Thursday, February 16, 2012

Miso butter

I got this idea from an NPR piece about miso that referred to this David Chang recipe for roasted asparagus with poached eggs and miso butter. I heard the phrase "miso butter," and thoughts of complex fatty, salty, umami deliciousness filled my head. I didn't recreate the dish perfectly, but I got the idea across, and it was pretty good. For Valentine's Day, we had beet soup, grilled cheese sandwiches, and steamed broccoli with miso butter. It was a great meal. (For those of you pooh-poohing grilled cheese for Valentine's Day, Jon makes great grilled cheese, so don't knock it until you've tried it!)
We even cleaned the table, put out some flowers (dried, not fresh, but still nice), opened a bottle of raspberry wine, and poured water from a pretty pitcher. What a fancy dinner!

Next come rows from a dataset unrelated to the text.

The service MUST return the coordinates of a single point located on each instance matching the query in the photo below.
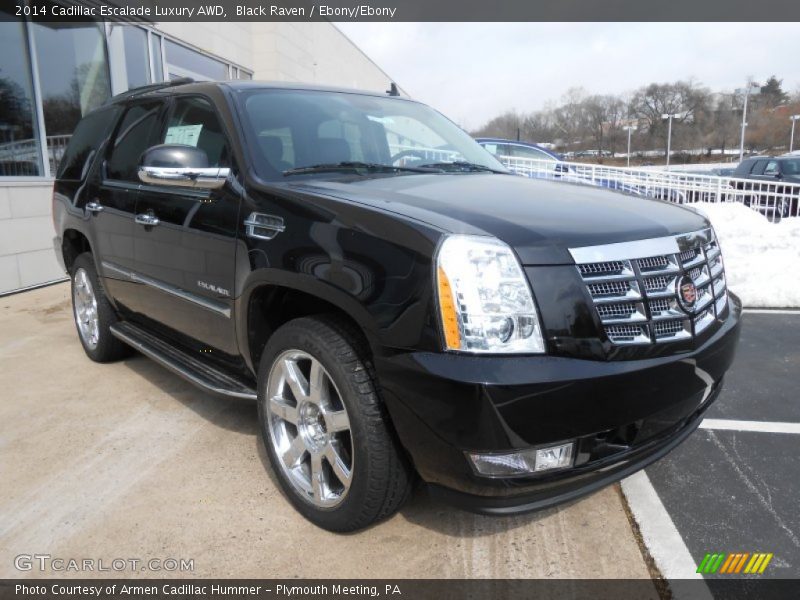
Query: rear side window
(138, 131)
(89, 135)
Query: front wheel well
(73, 244)
(270, 307)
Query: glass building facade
(51, 74)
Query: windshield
(291, 130)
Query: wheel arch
(73, 244)
(265, 307)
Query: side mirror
(179, 165)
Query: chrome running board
(194, 370)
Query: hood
(541, 220)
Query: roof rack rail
(143, 89)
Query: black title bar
(405, 10)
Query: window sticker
(188, 135)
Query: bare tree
(682, 98)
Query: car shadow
(424, 510)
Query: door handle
(147, 219)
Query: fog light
(522, 462)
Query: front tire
(325, 430)
(93, 313)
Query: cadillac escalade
(398, 304)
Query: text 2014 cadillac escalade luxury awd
(396, 302)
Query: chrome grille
(620, 310)
(611, 288)
(634, 286)
(608, 268)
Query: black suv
(397, 303)
(775, 186)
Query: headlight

Anyway, back to the miso butter. I'm not going to put a recipe up, because it depends a lot on your taste. The recipe called for a 5:8 ratio of butter to miso, which we thought had too much miso flavor. I added more butter to get the ratio probably around 1:1, but you can play around. I'm sure there is a wide range of acceptable tastes, and it varies based on whether you want it to be subtle or distinctive. To make it, just mash miso into softened butter until it's fairly well combined. To use, melt a bit for easier drizzling.

What to put it on? Obviously, we've gone with the asparagus dish and steamed broccoli. We wholeheartedly endorse its use on any green vegetable. It would probably be good on corn, mixed into mashed potatoes instead of plain butter, or thinly spread on a sandwich that was going to be grilled. We considered adding it to our V-Day grilled cheeses but didn't want miso overload. We still have a bit left, so we will be experimenting with other uses.


Jamie said...

I see that Jon has a bottle of Tabasco sauce in front of him. Good man!

Evelyn said...

He thinks pretty much everything is improved by being spicier. If he doesn't have Tabasco, he has an insanely hot Mexican habanero sauce instead.